Yet, above-mentioned existing gene chip conventional sense method-fluorescence scanning method also only rests on laboratory stage owing to following reason makes it, be confined to scientific research field, also have sizable distance from formal input application: it is very high 1, to detect cost, generally has only big drug firm and the scientific research institutions that have sufficient funds just can bear.One commercial gene chip signal detection of cover and analytical system, comprise fluorescent scanning instrument, computer and software thereof etc., approximately be worth 200,000 dollars, such as U.S. Affymetrix the international market price of cover chip system (comprising 5 oligonucleotides and 1 cDNA chip) above 150,000 dollars.With regard to applied gene chip such as diagnosing chip, a very common transmissible disease detection chip single detection cost will be about 200 yuans.Because can cost be the matter of utmost importance that realize widespread use, institute is so that the difficulty of its popularization application is very big.2, existing detection method must be carried out complicated pretreatment to sample DNA, and mainly showing as needs sample is carried out fluorescent mark.For monochromatic fluorescent mark,, can not obtain good signal though preprocessing process is simple relatively; Though and four look fluorescent mark signals are better, the preprocessing process relative complex.This treating processes needs the professional can finish through special training.3, the said gene chip with have fluorescently-labeled sample DNA and hybridize resulting fluorescent signal and can only think a kind of qualitative or semiquantitative signal results, and can not directly carry out the exact figure fractional analysis.The further analysis that this large number of biological that on the one hand gene chip is obtained is learned data brings very big inconvenience, has also reduced the sensitivity and the reliability of signal detection simultaneously.

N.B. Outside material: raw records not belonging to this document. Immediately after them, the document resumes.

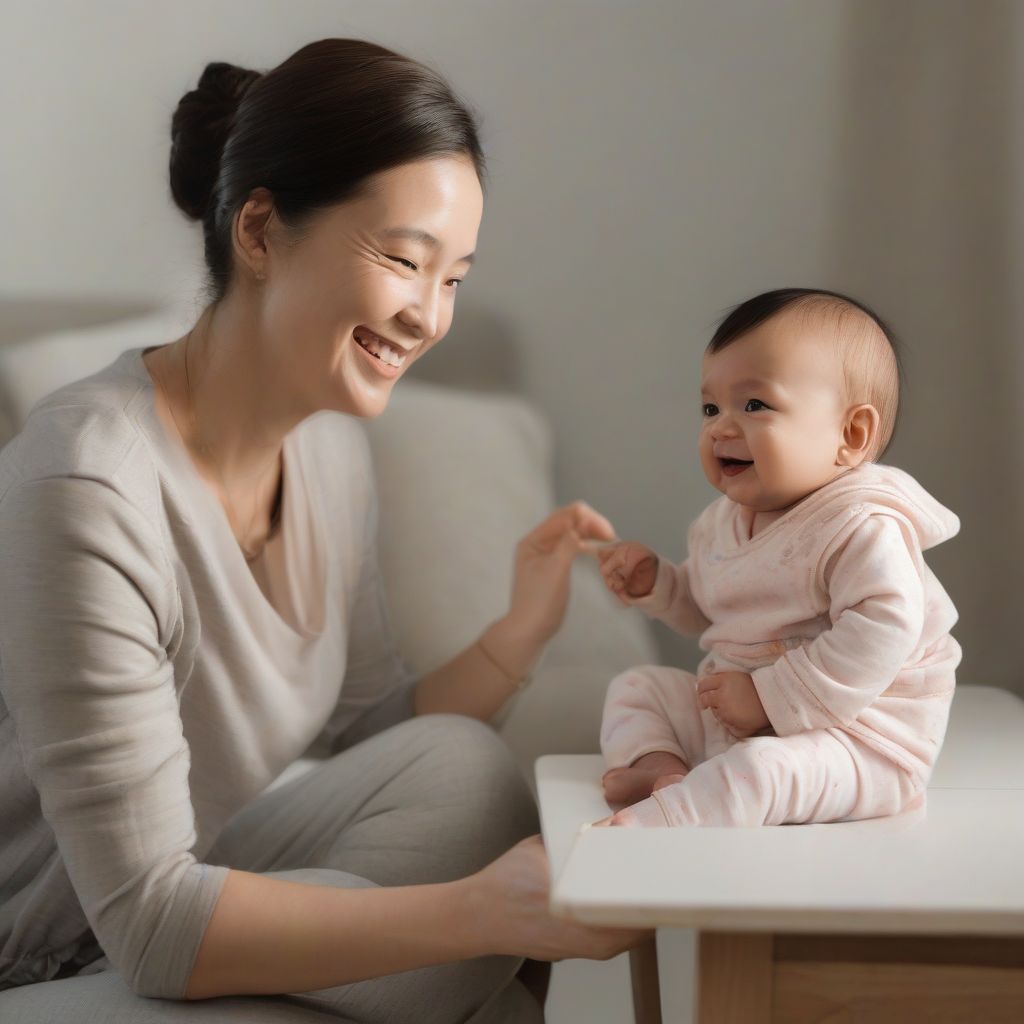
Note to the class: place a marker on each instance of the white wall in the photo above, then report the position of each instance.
(652, 163)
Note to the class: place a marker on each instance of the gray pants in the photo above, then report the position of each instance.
(432, 799)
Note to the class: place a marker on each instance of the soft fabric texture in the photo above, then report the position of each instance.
(148, 687)
(833, 611)
(462, 476)
(347, 824)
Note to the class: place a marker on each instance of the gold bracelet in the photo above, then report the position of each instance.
(519, 683)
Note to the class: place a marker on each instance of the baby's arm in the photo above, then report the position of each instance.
(877, 609)
(639, 578)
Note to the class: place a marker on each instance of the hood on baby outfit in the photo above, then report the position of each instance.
(877, 484)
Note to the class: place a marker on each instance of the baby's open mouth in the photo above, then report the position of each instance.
(732, 467)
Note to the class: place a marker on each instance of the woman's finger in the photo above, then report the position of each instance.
(579, 516)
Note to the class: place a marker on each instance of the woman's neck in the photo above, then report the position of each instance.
(238, 412)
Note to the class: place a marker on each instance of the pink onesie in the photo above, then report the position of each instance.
(845, 631)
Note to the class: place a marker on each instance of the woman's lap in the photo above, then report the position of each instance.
(429, 800)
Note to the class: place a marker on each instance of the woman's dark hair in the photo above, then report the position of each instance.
(873, 358)
(311, 131)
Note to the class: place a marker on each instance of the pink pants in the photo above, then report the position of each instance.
(821, 775)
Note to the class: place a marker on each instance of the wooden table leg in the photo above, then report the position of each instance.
(734, 978)
(646, 990)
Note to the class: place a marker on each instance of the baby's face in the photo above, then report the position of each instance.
(773, 414)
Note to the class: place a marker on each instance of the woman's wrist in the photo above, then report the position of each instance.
(513, 649)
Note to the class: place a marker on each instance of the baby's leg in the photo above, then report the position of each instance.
(767, 780)
(651, 733)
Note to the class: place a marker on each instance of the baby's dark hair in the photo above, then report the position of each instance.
(866, 344)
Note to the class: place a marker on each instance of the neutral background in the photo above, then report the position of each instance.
(652, 164)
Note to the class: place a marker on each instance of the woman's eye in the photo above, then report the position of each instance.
(403, 262)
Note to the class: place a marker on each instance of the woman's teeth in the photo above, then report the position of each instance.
(382, 350)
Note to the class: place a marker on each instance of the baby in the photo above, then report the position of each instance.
(825, 690)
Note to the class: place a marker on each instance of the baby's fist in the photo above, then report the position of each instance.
(629, 569)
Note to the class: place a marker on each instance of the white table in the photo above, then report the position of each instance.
(912, 918)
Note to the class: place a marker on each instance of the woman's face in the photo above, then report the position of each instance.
(370, 285)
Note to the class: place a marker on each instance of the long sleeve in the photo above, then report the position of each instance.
(876, 590)
(88, 613)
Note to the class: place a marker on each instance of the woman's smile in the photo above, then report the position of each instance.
(387, 357)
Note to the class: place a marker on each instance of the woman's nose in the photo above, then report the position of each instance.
(421, 315)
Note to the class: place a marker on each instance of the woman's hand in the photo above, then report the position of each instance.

The present invention seeks in order to remedy the defective of prior art, for people provide a kind of easy to operate, cost is low, the sensitivity and the reliability height that detect, the detection method of the electronic gene chip of popularization application on a large scale.
The objective of the invention is to realize by following technical proposals.
The detection method of electronic gene chip of the present invention, be that the gene chip and the sample DNA that will have electrochemical active group hybridized, detect with of the variation of electronic detectors replacement fluorescent scanning instrument then, judge whether contain DNA fragment specific to be detected in the detected sample electrical signal before and after the gene chip hybridization.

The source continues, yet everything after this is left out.